Gracias a la capacidad de los silfos de obtener energía de la Madre Tierra, y gracias a la protección que les ofrecían los dragones que ya no podían volar, cuando un silfo caía herido, y siempre que la herida no fuera mortal, éste comenzaba su propia curación hasta recuperar las energías suficientes para continuar luchando. Sin embargo, ninguno de los atacantes tenían esta capacidad, ya que la habían perdido con el paso del tiempo, al distanciarse de la Madre Tierra, por lo que una vez heridos, sólo podían esperar la muerte.
Poco a poco, los orcos y trasgos que atacaban a los grupos de hadas jóvenes  fueron disminuyendo en número. Los dragones, muy superiores en tamaño y fuerza, desmembraban sin piedad tanto a unos como a otros y, en ocasiones, peleaban contra los lagartos que caían heridos y que amenazaban tanto a los silfos y hadas como a los trolls, duendes y dríades de la retaguardia.
Los silfos se iban reagrupando conforme se iban recuperando, y volvían a la batalla sin un atisbo de duda en el rostro. Gracias a la ayuda de los dragones, pronto pudieron dedicarse sólo a la protección de las hadas y a rematar a algún enemigo ya herido que pudiese seguir luchando, aunque seguían encontrándose en marcada desventaja.

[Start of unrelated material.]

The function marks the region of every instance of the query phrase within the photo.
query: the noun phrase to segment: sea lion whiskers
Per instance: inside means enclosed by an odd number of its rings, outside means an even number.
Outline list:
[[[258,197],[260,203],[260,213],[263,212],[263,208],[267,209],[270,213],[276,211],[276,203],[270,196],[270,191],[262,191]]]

Jyles llegó a las primeras filas de ataque, y pronto se encontró junto a Dumbaria. De repente, sin necesidad de palabras ni gestos, el ataque de los dos duendes se coordinó como si de uno solo se tratase, como si fuese una sola mente actuando a través de dos cuerpos. Las espadas bailaban en sus manos al ritmo que sus dueños les marcaban, sin descanso. Luchaban codo con codo protegiéndose las espaldas mutuamente, apoyándose el uno en la otra para evitar ataques o magnificar los propios.
Los dos duendes habían nacido la última vez que los planetas se habían alineado, hecho muy poco corriente, por lo que, a pesar de ser hijos de padres diferentes, habían nacido como hermanos. Tal era el poder que desprendía la Madre Tierra en el momento del nacimiento, que los dos duendes se vieron envueltos en un halo de energía que más tarde les confirió ciertas capacidades inusuales entre los de su especie. Con el tiempo, y gracias a un duro entrenamiento, habían aprendido a ser uno solo en lugar de dos.
Las mentes de los dos duendes estaban perfectamente coordinadas entre sí, y coordinaban y reorganizaban sin dilaciones las estrategias de ataque de sus tropas conforme les llegaban los informes de situación y daños.